El mayo de 2019, la organización Data Cívica y el Área de Derechos Sexuales y Reproductivos presentamos el Informe “Claves para entender y prevenir los asesinatos de las mujeres en México”.

Es un Informe  basado en un análisis de los Registros de Mortalidad del INEGI, que abarca el periodo que va del 2000 al 2017 (que es el último año para el cual se tienen datos). Pretende arrojar luz a distintos patrones que surgen al analizar cómo, cuándo y dónde son asesinadas las mujeres en el país, para así poder prevenirlos de mejor manera.

¿Cuáles son algunos de los hallazgos más importantes?

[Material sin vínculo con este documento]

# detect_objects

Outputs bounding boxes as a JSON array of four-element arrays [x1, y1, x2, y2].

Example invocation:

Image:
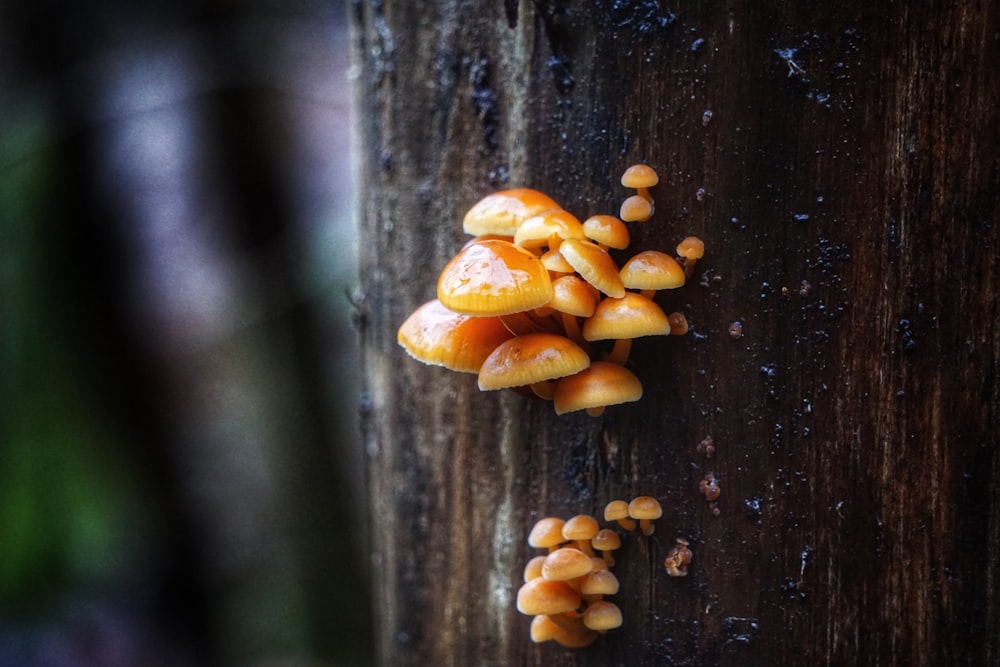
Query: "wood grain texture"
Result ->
[[352, 0, 1000, 665]]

Primero: el 2007 es un parteaguas para los homicidios de las mujeres, como ocurre con los homicidios de los hombres. A partir del 2007, la violencia se dispara y nunca vuelve a los niveles previos a este año. Los homicidios llegan a su tasa más alta de las últimas cuatro décadas en el 2017, cuando 5.2 mujeres por cada 100,000 fueron privadas de sus vidas. Estamos hablando de aproximadamente 3,300 mujeres que fueron asesinadas, solo en ese año. La crisis es innegable.

Este aumento en la violencia, sin embargo, no ha sido homogéneo. Los aumentos de la violencia han afectado, de manera desproporcionada, a mujeres jóvenes (de 20 a 35 años) y han sido desproporcionadamente cometidos en la vía pública y con armas de fuego.

Esto es crucial. El arma de fuego es la forma más común con la que matan a mujeres en el país. Lo es para todo el periodo de 2000 a 2017. Lo es tanto en la casa, como en el espacio público. Y es la forma de homicidio que más aumentó.

Para dimensionar el tamaño del cambio: entre el 2007 y el 2017, la tasa de homicidios de hombres con arma de fuego en espacio público se volvió 4.6 veces más grande. En mujeres, se volvió 5 veces más grande.

La pregunta básica es: ¿qué pasó en el 2007 en el país? Entre otras cosas, se militarizó la seguridad pública de forma constante e intensa en el país. Viendo los datos, lo que queda claro es que la vida en un país que está militarizado y en uno que no lo está es drásticamente distinta.

¿Qué implica todo esto? Que, además de exigir políticas para prevenir los homicidios en casa (que tampoco se han reducido) y para erradicar la discriminación por género (que por supuesto impacta los homicidios), es necesario también exigir políticas que garanticen un control efectivo de armas; que promuevan la desmilitarización  de la seguridad pública; y que fortalezcan a las instituciones civiles para que realmente sean capaces de responder a la violencia de manera inteligente, focalizada, transparente y justa, desde lo local y de la mano de la comunidad.